Bali Art

Through the centuries Bali has seen the emergence and transformation of its arts. Balinese art has been practiced and used as an integral part of the Hindu religion since its arrival in the first century.  While some of the Balinese arts have remained relatively unchanged over the centuries like dance and music others have evolved into forms of expression only found on this beautiful island. These artistic changes are a result of influences brought here from foreign lands and the artistic abilities of the indigenous population. Influential factors in the evolution of Bali art include the 200 year Dutch occupation and later the western teachings of other Western and Eastern counties. To comprehend the vast body of art known as “Balinese Art” you need to look into Bali’s ancient Hindu religion and the works of its modern artisans.

The arts of Dance and Music have both modern and historical branches. Dances that have remained relatively unchanged in Bali are those that are closely tied to the Hindu religion. Dances like Barong, Keris, and Rejang  are performed more for the gods themselves than the villagers that perform and watch these performances. Each of these dances and numerous other ceremonies like weddings, cremations, and rites of passage have specific music pieces that have been passed down through the generations unchanged. Dances like Kecak, Ramayana, and Legong are dances that have come into being as either entertainment or to teach lessons.
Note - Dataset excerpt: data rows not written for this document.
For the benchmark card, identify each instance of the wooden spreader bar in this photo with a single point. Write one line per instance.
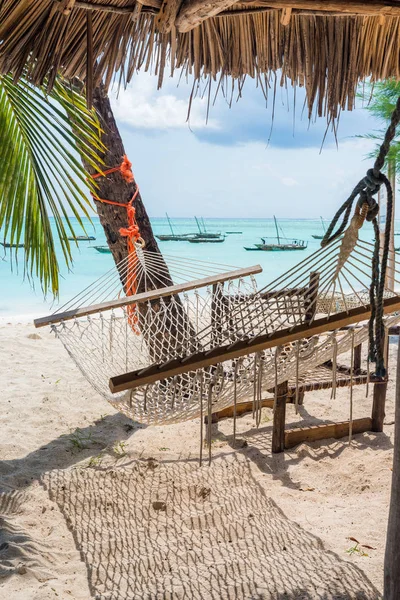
(202, 359)
(147, 296)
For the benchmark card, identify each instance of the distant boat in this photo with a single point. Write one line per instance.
(102, 249)
(203, 233)
(202, 240)
(277, 246)
(82, 238)
(8, 245)
(173, 237)
(320, 237)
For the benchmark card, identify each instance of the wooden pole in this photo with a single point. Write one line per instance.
(310, 299)
(199, 360)
(391, 589)
(278, 430)
(378, 406)
(391, 267)
(357, 359)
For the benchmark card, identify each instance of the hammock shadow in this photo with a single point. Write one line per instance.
(67, 450)
(177, 531)
(259, 443)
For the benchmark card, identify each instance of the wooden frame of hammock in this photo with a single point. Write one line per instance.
(244, 347)
(284, 439)
(147, 296)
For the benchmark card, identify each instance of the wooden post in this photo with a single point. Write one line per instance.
(378, 406)
(217, 315)
(278, 431)
(357, 359)
(379, 395)
(391, 580)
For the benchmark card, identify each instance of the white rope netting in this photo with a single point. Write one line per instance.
(104, 345)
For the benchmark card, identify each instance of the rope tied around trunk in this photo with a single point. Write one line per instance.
(132, 232)
(365, 192)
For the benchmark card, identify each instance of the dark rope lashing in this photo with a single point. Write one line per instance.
(365, 192)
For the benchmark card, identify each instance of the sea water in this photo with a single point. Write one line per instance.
(23, 300)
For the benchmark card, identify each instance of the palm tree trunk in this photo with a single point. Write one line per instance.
(114, 188)
(166, 331)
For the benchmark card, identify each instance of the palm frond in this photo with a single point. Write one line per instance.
(41, 175)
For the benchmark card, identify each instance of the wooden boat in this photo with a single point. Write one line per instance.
(202, 240)
(102, 249)
(203, 233)
(320, 237)
(278, 246)
(7, 245)
(82, 238)
(173, 237)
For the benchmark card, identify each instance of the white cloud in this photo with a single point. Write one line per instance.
(142, 107)
(289, 181)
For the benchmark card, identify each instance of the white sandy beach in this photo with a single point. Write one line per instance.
(94, 505)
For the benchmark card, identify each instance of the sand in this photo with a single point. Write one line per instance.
(94, 505)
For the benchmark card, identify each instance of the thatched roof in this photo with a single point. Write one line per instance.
(326, 46)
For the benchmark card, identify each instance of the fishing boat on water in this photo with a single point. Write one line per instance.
(287, 245)
(203, 233)
(173, 237)
(201, 240)
(320, 237)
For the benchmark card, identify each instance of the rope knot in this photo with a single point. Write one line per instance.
(373, 181)
(126, 170)
(131, 232)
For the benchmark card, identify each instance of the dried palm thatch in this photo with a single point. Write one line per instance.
(327, 47)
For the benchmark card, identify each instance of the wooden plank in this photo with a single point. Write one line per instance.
(310, 298)
(166, 17)
(203, 359)
(378, 405)
(147, 296)
(242, 408)
(194, 12)
(293, 437)
(357, 358)
(390, 8)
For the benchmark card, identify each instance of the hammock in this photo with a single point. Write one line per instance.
(173, 352)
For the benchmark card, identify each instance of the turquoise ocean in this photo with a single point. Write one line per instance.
(20, 300)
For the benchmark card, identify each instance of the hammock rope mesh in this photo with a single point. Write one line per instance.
(333, 280)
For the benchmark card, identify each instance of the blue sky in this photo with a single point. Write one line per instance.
(226, 167)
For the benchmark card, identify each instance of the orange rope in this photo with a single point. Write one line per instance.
(131, 232)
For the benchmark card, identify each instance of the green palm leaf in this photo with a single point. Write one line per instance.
(41, 174)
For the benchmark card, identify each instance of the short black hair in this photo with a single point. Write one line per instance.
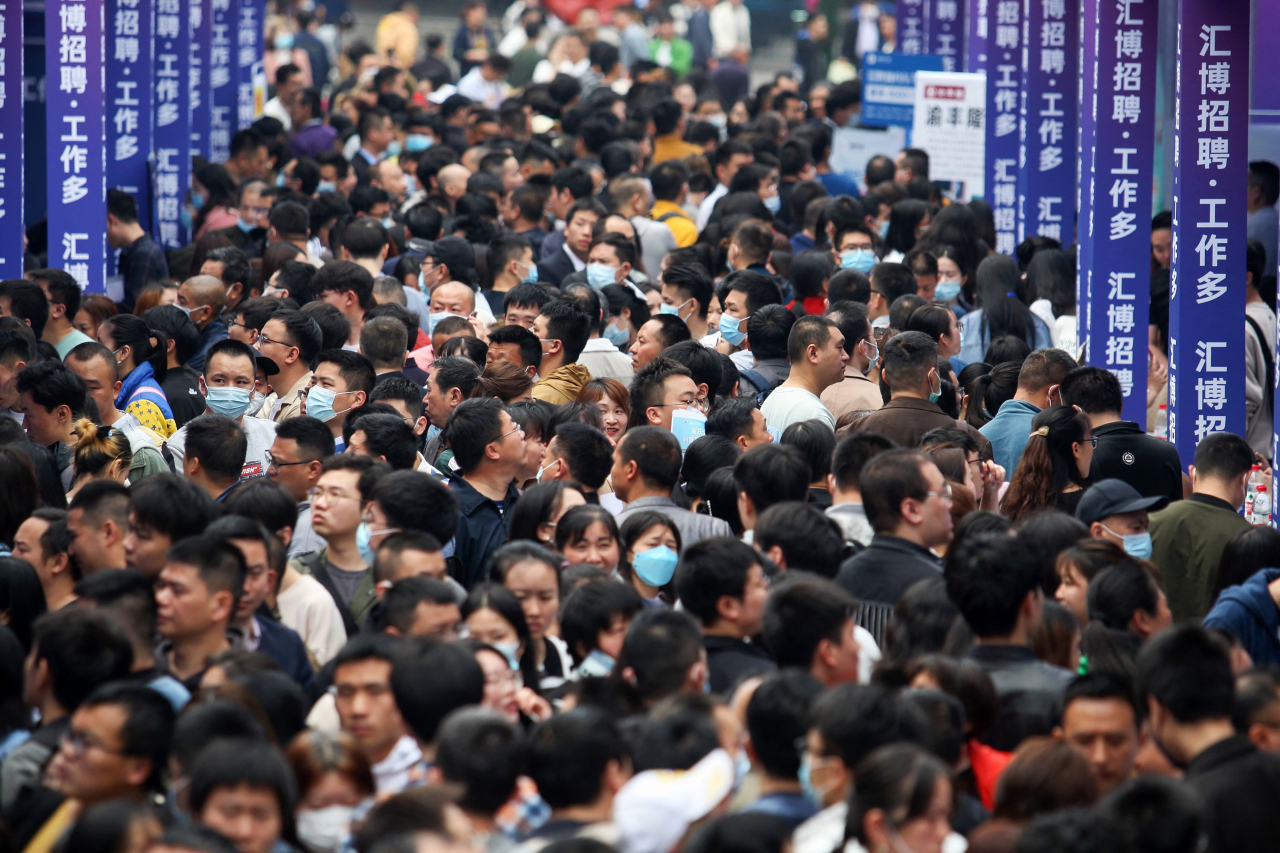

As these dances are not directly tied to the religion of the Island the actual dance movements and the musical accompaniment of each continue to evolve. 
Balinese Dance Masks
Gamelan and Other Bali Music Instruments

Traditional Bali paintings appear to be very two dimensional and produced with non-vivid natural inks. These traditional artworks were teaching tools more than what we now consider “works of art” so many consider these pieces primitive. In the 1920’s and 1930’s  Western painters such as Walter Spies and Rudolf Bonnet brought techniques and materials to Bali that allowed the Balinese artist to express themselves in pieces now seen to be “works of art” and far from primitive.
Traditional Paintings of Bali
Modern Paintings of Bali

Carving stone and wood in Bali maybe the two arts that have evolved the most from their religious origin. Until recently sculptures in Bali produced religious works for temples and other religious areas. With the arrival of western tourist and the market for all types of artistic sculptures the variety of carvings in both wood and stone has grown immensely. Today traditional carvers creating temple decorations and deities are still common but they are outnumbered by the number of carvers creating artworks for the domestic and international markets.

Pottery in Bali is mainly Terracotta at this time due to the kilns that are required to fire clay at high temperatures. Although Indonesia had a large domestic and international market for ceramic products these items are mainly building and commercial materials. Currently Bali is experiencing growth in ceramic work but the expense of electric and gas fired kilns is a major block for most home industry artists. Although there are a few artisans on the island that are creating both terracotta and ceramic pieces most of the pottery found on the island is either from Java or Lombok.

Jewelry has historically been part of Balinese life.
In the palaces of the kings of Bali it was common for royalty to wear elaborate headdresses, necklaces, and bracelets every day. It was also common for high cast members dwelling out side the palaces to own jewelry but these pieces were usually reserved for religious ceremonies and other formal occasions. The Balinese wear intricate and heavy jewelry pieces for weddings these pieces are frequently seen in pictures of Bali were a beautiful island girl has numerous gold flowers woven into here hair. Men also wear special necklaces, armbands, bracelets, and headdresses for weddings but they are not the same as those worn by the women.
Today it is common to see Balinese Men and some women wearing large rings set with semi –precious stones. These rings were originals worn by Holly men, Healers, and Guards as they were attributed with spirits and supernatural powers. Today you will find that most Balinese men have at least one of these rings if not more that they wear every day.
The Jewelry produced in Bali has changed greatly over the years to where it is today. Today you will find master craftsmen producing one of a kind hand made gold and silver pieces as well as cast piece for international markets. Generally Bali is known for its hand made jewelry pieces as the fabrication machines are not in place to compete with the cast jewelry manufactures in Thailand and China.

Traditional Ikat weavings are the only type or material that is truly produced in Bali. These pieces are supposedly magical and hold supernatural powers. The art of Ikat weaving in practiced by few in Bali but those who still practice this art demand high prices for pieces as the creation and oxidation of the pieces can take years.
Currently textile are commonly dyed in Bali by traditional Batik methods while numerous garment producers sew these materials into beautiful piece of clothing.

Due to western demand for affordable decorations the art of Bali has found its way into the Handicraft market be it inexpensive paintings or costume jewelry Bali is known through out the world as being a source for inexpensive handicrafts of all types.